According to Dr Sands, at the time, Magic Touch and another company, RL Elite Housekeeping Limited, were the two lowest bidders, with RL Elite being the lowest.

RL Elite submitted a $1,173,900 bid, which was ultimately denied because the bid was “unrealistic,” along with a combination of other factors.

Dr Sands said a report was prepared and sent to the PHA’s executive management team, and specifically to Mr Brown and his team concerning the committee’s recommendations. The next procedural step, according to Dr Sands, would have been for the matter to go to the board.

However, Dr Sands said an issue had arisen where the existing contractor was underperforming in its duties to clean the relevant portion of the Princess Margaret Hospital.

Dr Sands also said serious concerns were being expressed by executive management in the hospital on the issue, as well as by the administrative heads of the departments affected.

As a result, Dr Sands said the issue needed to be dealt with.

The minister said the issue was later raised with Mr Brown and the incoming PHA chairman, Julian Rolle, and a formal meeting was held between those three men at the Ministry of Health on August 9, 2017.

During that meeting, Dr Sands said the men discussed the decision that needed to be made as a result of the recommendation of the committee concerning the cleaning/janitorial services at PMH.

According to Dr Sands, the result of that meeting was that the matter would be placed on the agenda for the first substantive board meeting, and that notwithstanding the committee’s recommendation, because it was a controversial issue, the matter should be transferred to the Office of the Attorney General in a bid to obtain legal advice.

Dr Sands said the matter was sent to the AG’s Office, which in turn offered written advice on the matter. According to Dr Sands, the AG’s Office noted that there was a matter before the courts against Smith; that Mrs Hanna was the virtual complainant; concerns about the appearance of “quid quo pro,” a Latin phrase which in essence means a favour for a favour, and that the process needed to be fair.
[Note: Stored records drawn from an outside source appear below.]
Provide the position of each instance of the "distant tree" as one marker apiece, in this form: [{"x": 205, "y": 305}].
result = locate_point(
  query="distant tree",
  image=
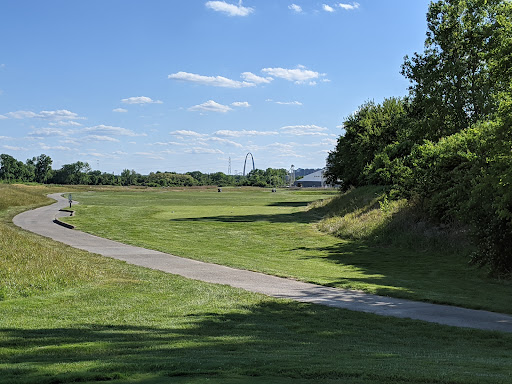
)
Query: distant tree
[
  {"x": 453, "y": 84},
  {"x": 75, "y": 173},
  {"x": 367, "y": 132},
  {"x": 42, "y": 168},
  {"x": 14, "y": 170}
]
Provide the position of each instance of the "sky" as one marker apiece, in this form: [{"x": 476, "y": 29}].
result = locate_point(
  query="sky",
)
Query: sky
[{"x": 174, "y": 85}]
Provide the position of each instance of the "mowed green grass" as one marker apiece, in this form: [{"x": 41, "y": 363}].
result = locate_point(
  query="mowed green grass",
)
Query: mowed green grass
[
  {"x": 105, "y": 321},
  {"x": 277, "y": 233}
]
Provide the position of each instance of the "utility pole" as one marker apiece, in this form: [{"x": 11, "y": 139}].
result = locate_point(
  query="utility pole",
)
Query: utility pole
[{"x": 292, "y": 175}]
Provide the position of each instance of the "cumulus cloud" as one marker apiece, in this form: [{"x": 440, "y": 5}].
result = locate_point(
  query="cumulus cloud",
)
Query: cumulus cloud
[
  {"x": 210, "y": 106},
  {"x": 215, "y": 81},
  {"x": 187, "y": 133},
  {"x": 61, "y": 114},
  {"x": 229, "y": 9},
  {"x": 100, "y": 138},
  {"x": 288, "y": 102},
  {"x": 68, "y": 123},
  {"x": 295, "y": 8},
  {"x": 149, "y": 155},
  {"x": 48, "y": 132},
  {"x": 226, "y": 142},
  {"x": 200, "y": 150},
  {"x": 10, "y": 147},
  {"x": 252, "y": 78},
  {"x": 140, "y": 100},
  {"x": 348, "y": 7},
  {"x": 298, "y": 75},
  {"x": 109, "y": 130},
  {"x": 56, "y": 147},
  {"x": 243, "y": 104},
  {"x": 304, "y": 130},
  {"x": 229, "y": 133}
]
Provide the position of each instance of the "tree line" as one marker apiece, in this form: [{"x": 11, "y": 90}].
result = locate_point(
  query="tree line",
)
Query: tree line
[
  {"x": 448, "y": 144},
  {"x": 39, "y": 170}
]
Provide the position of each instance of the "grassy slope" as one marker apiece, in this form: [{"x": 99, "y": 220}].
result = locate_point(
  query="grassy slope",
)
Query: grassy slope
[
  {"x": 275, "y": 233},
  {"x": 129, "y": 324}
]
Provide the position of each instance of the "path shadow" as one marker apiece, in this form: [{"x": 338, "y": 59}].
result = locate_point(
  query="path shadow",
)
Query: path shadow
[{"x": 290, "y": 340}]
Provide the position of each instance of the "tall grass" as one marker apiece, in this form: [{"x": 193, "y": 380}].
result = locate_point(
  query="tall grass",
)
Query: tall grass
[
  {"x": 367, "y": 214},
  {"x": 30, "y": 264},
  {"x": 96, "y": 319}
]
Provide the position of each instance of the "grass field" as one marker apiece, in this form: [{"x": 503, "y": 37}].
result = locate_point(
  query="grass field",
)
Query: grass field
[
  {"x": 105, "y": 321},
  {"x": 278, "y": 233}
]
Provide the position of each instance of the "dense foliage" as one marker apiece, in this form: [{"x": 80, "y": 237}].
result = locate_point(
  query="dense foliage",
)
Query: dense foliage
[
  {"x": 448, "y": 144},
  {"x": 38, "y": 169}
]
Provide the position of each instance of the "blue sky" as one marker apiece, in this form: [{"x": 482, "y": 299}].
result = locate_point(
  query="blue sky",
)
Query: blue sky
[{"x": 187, "y": 85}]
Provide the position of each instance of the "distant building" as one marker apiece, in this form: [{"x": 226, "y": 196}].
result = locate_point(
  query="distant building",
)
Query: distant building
[{"x": 313, "y": 180}]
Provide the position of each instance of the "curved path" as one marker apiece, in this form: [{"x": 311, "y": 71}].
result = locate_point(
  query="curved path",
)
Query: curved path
[{"x": 41, "y": 221}]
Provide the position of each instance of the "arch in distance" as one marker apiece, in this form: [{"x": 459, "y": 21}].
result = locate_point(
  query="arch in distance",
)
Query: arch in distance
[{"x": 245, "y": 162}]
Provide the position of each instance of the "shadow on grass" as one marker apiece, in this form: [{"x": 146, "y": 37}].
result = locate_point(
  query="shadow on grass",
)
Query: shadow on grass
[
  {"x": 296, "y": 341},
  {"x": 288, "y": 204}
]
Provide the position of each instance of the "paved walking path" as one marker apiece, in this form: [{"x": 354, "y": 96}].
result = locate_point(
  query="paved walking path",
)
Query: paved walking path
[{"x": 41, "y": 221}]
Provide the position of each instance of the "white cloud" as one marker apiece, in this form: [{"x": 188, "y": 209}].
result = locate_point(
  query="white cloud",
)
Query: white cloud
[
  {"x": 228, "y": 133},
  {"x": 100, "y": 138},
  {"x": 10, "y": 147},
  {"x": 57, "y": 147},
  {"x": 243, "y": 104},
  {"x": 304, "y": 130},
  {"x": 288, "y": 102},
  {"x": 187, "y": 133},
  {"x": 252, "y": 78},
  {"x": 210, "y": 106},
  {"x": 299, "y": 75},
  {"x": 61, "y": 114},
  {"x": 329, "y": 142},
  {"x": 109, "y": 130},
  {"x": 348, "y": 7},
  {"x": 69, "y": 123},
  {"x": 226, "y": 141},
  {"x": 229, "y": 9},
  {"x": 214, "y": 81},
  {"x": 199, "y": 150},
  {"x": 21, "y": 115},
  {"x": 140, "y": 100},
  {"x": 295, "y": 8},
  {"x": 48, "y": 132},
  {"x": 149, "y": 155}
]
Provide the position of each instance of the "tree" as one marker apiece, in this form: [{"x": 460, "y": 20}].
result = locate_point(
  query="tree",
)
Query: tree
[
  {"x": 13, "y": 170},
  {"x": 42, "y": 168},
  {"x": 367, "y": 132},
  {"x": 75, "y": 173},
  {"x": 453, "y": 86}
]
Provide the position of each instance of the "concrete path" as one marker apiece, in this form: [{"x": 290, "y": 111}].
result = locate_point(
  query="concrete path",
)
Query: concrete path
[{"x": 41, "y": 221}]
However, Dr Sands said based on the information it was presented with, the AG’s Office found the process to be fair and that it saw no reason why the winner of the tender process should not get the contract.
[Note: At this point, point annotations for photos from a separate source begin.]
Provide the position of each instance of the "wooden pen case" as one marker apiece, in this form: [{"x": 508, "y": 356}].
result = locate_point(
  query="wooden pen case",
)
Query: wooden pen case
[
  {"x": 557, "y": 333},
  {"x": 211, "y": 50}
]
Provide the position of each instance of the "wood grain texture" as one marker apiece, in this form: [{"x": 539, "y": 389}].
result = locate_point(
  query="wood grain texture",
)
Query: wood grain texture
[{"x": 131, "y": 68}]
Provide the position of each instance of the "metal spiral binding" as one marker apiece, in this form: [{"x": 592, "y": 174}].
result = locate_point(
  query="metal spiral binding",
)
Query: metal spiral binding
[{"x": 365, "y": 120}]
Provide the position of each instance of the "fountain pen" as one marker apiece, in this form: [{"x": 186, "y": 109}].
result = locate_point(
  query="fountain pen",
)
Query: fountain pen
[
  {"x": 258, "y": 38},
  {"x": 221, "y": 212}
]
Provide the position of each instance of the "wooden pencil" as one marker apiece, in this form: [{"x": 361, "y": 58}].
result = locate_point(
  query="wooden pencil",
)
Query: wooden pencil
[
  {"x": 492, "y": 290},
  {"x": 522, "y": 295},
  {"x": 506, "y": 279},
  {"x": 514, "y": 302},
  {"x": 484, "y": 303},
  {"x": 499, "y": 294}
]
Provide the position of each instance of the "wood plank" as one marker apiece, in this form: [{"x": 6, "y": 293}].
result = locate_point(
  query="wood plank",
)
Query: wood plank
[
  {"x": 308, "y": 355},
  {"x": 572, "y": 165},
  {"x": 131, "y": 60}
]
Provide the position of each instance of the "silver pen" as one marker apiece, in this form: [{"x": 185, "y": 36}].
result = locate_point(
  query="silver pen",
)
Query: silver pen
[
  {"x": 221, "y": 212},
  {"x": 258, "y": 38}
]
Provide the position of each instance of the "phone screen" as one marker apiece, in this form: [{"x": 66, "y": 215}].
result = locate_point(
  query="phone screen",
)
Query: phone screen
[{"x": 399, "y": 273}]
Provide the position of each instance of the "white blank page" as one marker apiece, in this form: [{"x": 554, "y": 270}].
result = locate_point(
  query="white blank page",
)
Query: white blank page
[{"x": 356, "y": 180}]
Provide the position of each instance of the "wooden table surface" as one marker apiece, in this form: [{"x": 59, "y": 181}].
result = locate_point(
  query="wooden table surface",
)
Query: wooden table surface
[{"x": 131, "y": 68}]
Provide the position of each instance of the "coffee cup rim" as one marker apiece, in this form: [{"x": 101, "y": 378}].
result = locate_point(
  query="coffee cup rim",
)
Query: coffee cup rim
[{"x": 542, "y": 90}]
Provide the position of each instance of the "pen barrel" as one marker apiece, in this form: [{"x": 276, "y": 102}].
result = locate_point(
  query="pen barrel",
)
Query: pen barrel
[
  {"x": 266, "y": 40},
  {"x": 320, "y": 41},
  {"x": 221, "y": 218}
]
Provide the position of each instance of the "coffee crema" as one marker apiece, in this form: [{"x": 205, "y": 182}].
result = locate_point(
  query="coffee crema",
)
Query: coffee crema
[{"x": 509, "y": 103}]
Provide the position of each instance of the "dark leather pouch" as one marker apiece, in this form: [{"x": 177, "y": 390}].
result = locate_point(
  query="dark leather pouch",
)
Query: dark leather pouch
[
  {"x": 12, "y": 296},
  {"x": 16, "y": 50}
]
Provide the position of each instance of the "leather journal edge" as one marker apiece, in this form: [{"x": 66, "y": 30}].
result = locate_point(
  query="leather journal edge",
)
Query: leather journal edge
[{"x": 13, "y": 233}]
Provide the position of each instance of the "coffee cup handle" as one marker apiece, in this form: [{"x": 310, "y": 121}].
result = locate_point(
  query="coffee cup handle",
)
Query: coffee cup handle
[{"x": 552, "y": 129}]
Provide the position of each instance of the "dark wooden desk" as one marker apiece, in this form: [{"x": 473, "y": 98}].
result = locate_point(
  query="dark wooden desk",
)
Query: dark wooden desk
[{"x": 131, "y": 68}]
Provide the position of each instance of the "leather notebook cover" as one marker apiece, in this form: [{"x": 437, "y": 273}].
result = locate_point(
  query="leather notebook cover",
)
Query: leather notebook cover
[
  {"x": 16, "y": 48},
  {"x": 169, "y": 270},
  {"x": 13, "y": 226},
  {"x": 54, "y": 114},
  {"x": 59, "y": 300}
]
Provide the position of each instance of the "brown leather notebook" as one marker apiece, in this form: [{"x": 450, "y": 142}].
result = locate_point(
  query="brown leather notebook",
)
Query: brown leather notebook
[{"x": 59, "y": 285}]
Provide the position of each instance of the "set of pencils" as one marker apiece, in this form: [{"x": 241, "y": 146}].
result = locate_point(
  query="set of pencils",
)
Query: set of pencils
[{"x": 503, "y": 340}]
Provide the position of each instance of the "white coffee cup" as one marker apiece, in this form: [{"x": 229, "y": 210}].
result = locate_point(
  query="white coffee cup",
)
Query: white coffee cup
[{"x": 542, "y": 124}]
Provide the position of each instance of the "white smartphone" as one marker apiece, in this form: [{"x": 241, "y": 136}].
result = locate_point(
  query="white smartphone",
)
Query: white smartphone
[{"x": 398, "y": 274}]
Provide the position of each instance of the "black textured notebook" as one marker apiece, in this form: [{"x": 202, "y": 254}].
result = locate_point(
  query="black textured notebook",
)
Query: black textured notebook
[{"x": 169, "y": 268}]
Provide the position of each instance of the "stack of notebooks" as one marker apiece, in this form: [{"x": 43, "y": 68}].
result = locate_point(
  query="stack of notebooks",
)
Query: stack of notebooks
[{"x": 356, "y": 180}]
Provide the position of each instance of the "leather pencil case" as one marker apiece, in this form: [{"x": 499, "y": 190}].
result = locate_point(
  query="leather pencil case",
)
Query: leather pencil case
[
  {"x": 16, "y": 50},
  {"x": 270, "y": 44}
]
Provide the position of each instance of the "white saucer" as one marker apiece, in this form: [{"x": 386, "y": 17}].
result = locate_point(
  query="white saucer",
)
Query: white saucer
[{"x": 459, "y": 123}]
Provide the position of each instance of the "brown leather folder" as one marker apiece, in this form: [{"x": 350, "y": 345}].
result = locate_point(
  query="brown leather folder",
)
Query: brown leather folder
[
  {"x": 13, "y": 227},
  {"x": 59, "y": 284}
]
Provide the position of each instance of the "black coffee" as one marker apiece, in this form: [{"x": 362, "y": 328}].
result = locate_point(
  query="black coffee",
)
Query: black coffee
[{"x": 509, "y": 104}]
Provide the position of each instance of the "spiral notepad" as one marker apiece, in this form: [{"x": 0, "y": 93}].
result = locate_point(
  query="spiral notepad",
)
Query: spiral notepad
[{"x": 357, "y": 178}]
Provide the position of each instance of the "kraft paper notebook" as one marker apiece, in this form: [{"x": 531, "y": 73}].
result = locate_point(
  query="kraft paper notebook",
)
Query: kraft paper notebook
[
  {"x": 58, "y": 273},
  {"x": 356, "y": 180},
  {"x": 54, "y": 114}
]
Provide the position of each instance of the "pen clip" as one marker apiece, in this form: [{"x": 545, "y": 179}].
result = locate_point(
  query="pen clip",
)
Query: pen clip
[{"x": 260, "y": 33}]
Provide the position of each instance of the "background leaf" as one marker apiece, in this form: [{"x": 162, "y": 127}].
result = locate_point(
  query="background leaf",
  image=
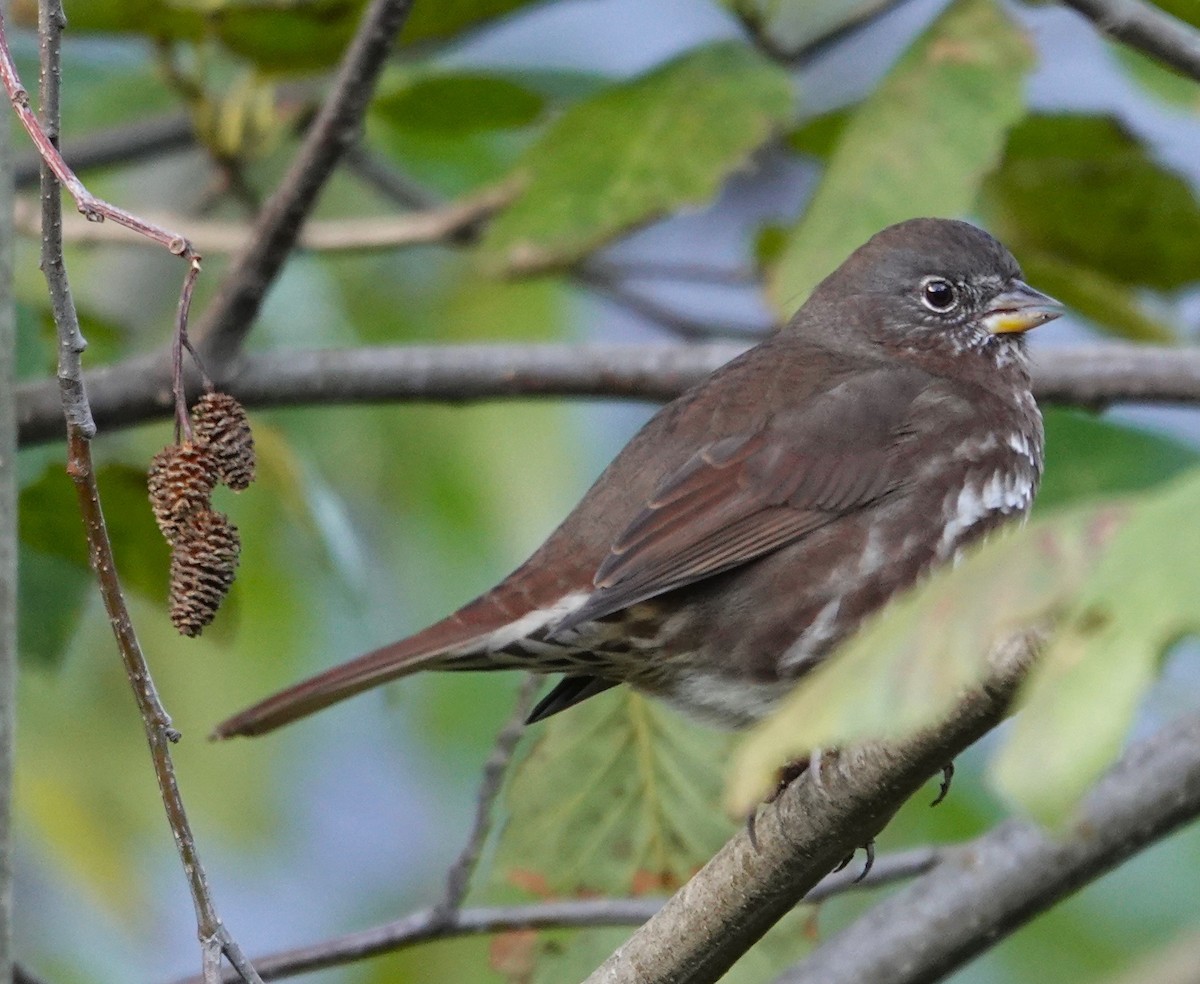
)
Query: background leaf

He maintained that notwithstanding the controversial nature of the decision, he approved the contract only after the matter was thoroughly vetted by the Office of the Attorney General, and based on the fact that Magic Touch was the lowest non-disqualified bidder.

Smith is facing 15 criminal charges concerning his alleged solicitation of $65,000 in bribes from a woman he is said to have assisted in getting a contract. He is currently out on $50,000 bail.
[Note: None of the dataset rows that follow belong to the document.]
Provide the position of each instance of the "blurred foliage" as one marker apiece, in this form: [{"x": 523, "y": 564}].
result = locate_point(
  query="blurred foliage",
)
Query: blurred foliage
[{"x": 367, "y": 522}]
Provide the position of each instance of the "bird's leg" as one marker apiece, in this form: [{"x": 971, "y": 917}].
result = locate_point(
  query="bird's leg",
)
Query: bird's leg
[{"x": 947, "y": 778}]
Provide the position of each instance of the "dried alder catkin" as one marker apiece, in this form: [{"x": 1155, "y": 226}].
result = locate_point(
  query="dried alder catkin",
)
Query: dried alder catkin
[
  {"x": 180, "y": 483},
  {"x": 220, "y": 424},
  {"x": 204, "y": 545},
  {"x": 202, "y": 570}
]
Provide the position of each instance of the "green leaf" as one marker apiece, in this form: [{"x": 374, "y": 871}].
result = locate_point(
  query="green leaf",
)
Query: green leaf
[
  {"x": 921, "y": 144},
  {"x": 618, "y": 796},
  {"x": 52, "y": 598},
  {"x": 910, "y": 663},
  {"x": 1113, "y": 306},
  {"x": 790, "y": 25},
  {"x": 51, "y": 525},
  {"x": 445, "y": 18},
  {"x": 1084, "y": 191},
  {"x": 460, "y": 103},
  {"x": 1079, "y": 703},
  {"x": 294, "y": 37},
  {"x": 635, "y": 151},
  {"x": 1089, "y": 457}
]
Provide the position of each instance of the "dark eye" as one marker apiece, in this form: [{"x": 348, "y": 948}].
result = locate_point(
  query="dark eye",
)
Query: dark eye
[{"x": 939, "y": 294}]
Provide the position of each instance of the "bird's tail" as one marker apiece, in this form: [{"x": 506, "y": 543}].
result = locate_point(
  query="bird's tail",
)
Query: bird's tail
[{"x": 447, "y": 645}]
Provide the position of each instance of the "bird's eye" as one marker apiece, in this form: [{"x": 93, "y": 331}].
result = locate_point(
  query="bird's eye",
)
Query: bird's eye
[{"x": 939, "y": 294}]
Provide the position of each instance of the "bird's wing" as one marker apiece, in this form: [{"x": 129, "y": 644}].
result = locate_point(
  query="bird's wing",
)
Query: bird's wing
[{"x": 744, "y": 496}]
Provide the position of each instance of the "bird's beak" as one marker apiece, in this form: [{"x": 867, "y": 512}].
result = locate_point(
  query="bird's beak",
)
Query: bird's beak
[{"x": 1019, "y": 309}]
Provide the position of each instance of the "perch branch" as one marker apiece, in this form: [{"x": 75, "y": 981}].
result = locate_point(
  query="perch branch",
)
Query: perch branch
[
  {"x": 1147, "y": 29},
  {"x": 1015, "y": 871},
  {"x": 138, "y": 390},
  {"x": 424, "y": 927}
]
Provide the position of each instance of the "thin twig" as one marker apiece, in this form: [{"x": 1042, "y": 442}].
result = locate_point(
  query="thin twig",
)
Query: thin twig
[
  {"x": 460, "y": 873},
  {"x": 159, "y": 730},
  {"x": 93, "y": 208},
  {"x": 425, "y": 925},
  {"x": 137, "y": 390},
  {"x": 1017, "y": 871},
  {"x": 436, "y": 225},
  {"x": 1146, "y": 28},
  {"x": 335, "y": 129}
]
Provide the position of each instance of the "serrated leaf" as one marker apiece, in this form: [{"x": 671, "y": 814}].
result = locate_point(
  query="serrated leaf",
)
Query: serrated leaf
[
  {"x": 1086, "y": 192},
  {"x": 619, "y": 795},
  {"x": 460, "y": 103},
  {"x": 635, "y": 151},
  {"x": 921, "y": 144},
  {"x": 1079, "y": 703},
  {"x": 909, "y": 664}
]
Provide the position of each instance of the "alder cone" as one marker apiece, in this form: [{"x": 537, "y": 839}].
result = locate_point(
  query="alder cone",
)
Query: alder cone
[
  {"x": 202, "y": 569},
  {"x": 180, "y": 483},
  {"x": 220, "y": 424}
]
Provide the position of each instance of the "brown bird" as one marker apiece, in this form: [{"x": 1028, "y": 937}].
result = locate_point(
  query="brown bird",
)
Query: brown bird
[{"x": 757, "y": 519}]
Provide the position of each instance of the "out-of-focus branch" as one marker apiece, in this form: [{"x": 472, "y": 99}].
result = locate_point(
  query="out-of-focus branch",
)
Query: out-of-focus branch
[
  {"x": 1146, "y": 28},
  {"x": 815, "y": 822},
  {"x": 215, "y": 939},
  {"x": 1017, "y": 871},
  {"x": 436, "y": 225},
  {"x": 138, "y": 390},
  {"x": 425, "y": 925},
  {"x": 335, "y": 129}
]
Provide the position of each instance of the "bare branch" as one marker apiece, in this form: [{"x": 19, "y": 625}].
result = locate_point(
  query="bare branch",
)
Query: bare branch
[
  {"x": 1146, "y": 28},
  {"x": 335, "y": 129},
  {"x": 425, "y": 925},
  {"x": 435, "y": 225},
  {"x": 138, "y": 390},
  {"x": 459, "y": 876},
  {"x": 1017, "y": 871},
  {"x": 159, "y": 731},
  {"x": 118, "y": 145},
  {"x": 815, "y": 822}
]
It is alleged the former PHA chairman, between April 2016 and April 2017, demanded and obtained $5,000 per month from Mrs Hanna, knowing he was not lawfully authorised to do so.

He is also alleged to have attempted to extort another $5,000 from Mrs Hanna.

Concerning the bribery charge, it is alleged that he solicited $5,000 a month from Mrs Hanna for helping her to get a PHA contract.

Smith pleaded not guilty to all the allegations during his arraignment in July 2017.